Os bruxos que compõem a alta hierarquia do Ministério da Magia orgulham-se de seu “sangue puro” e utilizam-se deste discurso para perseguir, condenar e punir aqueles que não se encaixam nesta hegemonia, o “ruim”. Os bruxos considerados como “ruins” são, majoritariamente, da Casa Grifinória. A rivalidade entre as duas Casas se dá por conta deste embate. Harry Potter e Voldemort, vilão da saga, é o principal exemplo desta luta entre classes, porém, o confronto se dá entre as duas Casas e, também, entre o Ministério da Magia e aqueles que se opõem a ele (bruxos que não compactuam com suas políticas, que são higienistas, persecutórias e beneficiadora a um grupo específico, à classe dominante, voltada aos sonserinos). No quinto livro da saga, intitulado de “Harry Potter e Ordem da Fênix”, o embate entre as forças centrípetas e centrífugas é ainda mais potencializado.

As forças centrípetas, homogeneizadoras, monopolizadoras, censuram àqueles que se opõem à hegemonia; as centrífugas, por sua vez, na infraestrutura, reagem a esta monopolização da palavra, lutam para que as suas demandas sejam atendidas na infraestrutura (BAKHTIN, 2014). O movimento centrípeto é mobilizado pela representante do Ministério da Magia, Dolores Umbridge. Em nome desse Estado, suprime direitos daqueles considerados como “ruins” e “inimigos do Estado” (aqueles que se posicionam, de forma mais direta ou velada, quanto à intervenção do governo na Escola, Hogwarts). O movimento centrífugo é semiotizado pelos bruxos que, na infraestrutura, dentro e fora da Escola, articulam-se de forma contrária àquela esperada pela superestrutura dominante. Buscam mobilizar os outros bruxos acerca dos perigos de um governo que beneficia apenas os considerados como “dignos” de proteção.

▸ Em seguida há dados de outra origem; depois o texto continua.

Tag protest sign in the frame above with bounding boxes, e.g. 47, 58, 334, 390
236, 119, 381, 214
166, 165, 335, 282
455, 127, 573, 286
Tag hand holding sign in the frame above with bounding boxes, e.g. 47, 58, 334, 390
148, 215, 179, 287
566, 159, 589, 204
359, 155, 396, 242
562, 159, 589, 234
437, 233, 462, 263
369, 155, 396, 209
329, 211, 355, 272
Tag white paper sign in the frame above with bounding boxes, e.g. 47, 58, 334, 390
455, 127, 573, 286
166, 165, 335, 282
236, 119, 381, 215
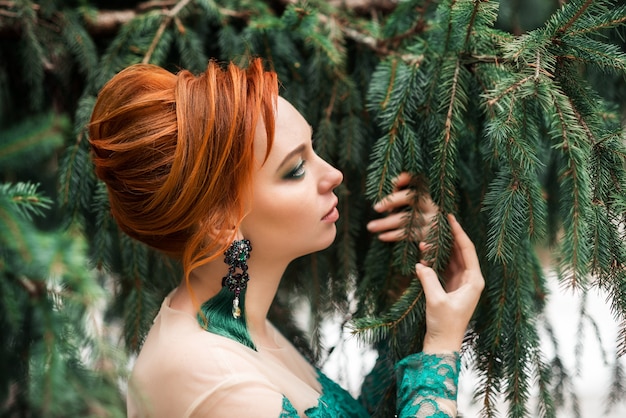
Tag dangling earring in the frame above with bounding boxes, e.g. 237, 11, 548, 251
222, 239, 252, 319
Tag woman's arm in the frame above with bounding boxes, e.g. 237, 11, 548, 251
368, 173, 484, 417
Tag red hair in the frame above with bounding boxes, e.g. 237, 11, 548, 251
89, 59, 278, 295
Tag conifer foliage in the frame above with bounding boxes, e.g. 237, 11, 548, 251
0, 0, 626, 417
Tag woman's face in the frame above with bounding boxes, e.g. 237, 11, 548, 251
240, 97, 343, 261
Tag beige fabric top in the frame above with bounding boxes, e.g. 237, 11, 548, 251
127, 296, 321, 418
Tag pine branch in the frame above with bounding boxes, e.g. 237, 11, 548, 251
141, 0, 191, 64
558, 0, 594, 34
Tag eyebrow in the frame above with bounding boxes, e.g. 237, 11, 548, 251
278, 144, 306, 170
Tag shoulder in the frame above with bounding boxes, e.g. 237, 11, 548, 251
128, 298, 272, 417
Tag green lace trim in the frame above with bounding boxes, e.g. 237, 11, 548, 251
396, 353, 461, 418
280, 370, 370, 418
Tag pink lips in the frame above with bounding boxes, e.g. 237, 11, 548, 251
322, 201, 339, 222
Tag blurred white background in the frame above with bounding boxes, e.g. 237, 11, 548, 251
323, 272, 626, 418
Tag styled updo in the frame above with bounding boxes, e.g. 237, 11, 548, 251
89, 59, 278, 274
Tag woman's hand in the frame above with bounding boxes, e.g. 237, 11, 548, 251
415, 215, 485, 353
367, 172, 438, 242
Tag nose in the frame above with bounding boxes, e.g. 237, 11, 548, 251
320, 161, 343, 193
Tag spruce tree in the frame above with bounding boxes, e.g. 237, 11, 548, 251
0, 0, 626, 417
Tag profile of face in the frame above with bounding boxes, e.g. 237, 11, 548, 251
240, 97, 343, 261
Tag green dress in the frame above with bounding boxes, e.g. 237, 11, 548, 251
198, 290, 460, 418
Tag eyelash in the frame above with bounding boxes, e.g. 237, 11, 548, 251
285, 160, 306, 179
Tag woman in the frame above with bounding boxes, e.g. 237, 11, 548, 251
89, 60, 483, 418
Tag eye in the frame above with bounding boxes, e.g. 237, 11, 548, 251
285, 160, 306, 179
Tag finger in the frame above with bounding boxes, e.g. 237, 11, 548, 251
417, 194, 439, 217
374, 189, 413, 212
391, 171, 412, 190
415, 263, 446, 303
448, 214, 480, 270
367, 212, 409, 233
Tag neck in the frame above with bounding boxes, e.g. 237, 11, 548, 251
171, 253, 288, 345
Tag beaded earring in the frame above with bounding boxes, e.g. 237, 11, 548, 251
222, 239, 252, 319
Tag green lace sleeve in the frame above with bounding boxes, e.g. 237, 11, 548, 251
396, 353, 461, 418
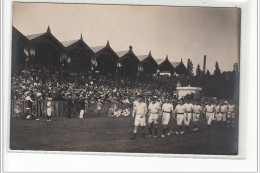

Qualquer produto ideológico não é apenas uma parte integrante da realidade natural e social. Não é apenas um reflexo, um corpo físico, um instrumento de produção ou produto de consumo (VOLÓCHINOV, 2017). É, também, refração. O enunciado estético reflete e refrata uma realidade que encontra-se fora dos seus limites. Embora Harry Potter seja uma obra literária relacionada ao contexto inglês, britânico, as estratégias discursivas colocadas em prática pelo Ministério da Magia são, com uma outra configuração, próximas àquelas empregadas pelo Brasil governado por Jair Bolsonaro: os “bons” são aqueles considerados como “puros”. Os “ruins” são aqueles que lutam para que as suas demandas sejam atendidas, para que a sua integridade, enquanto seres humanos, seja respeitada. Esses sujeitos são agredidos por uma política que os cala, que os trata como inimigos, porém, como o signo é reflexo e refração, não deixam de resistir à uma política que os coloca à margem da sociedade.

REFERÊNCIAS

BAKHTIN, M. M. Questões de literatura e de estética: a teoria do romance. Tradução de Aurora Fornoni Bernardini et al. 7ª. ed. São Paulo: Hucitec, 2014.

MEDVIÉDEV, P. N. O método formal nos estudos literários: introdução crítica a uma poética sociológica. São Paulo: Contexto, 2012.

PAULA, L. DE; SIANI, A. C. Uma análise bakhtiniana da necropolítica brasileira em tempos de pandemia. Revista da ABRALIN, v. 19, n. 3, p. 475-503, 17 dez. 2020.

VOLÓCHINOV, V. A palavra na vida e a palavra na poesia. Trad. Sheila Grillo e Ekaterina Vólkova Américo. São Paulo: Editora 34, 2019.

VOLÓCHINOV, V. Marxismo e Filosofia da Linguagem. Trad. Sheila Grillo e Ekaterina Vólkova Américo. São Paulo: Editora 34, 2017.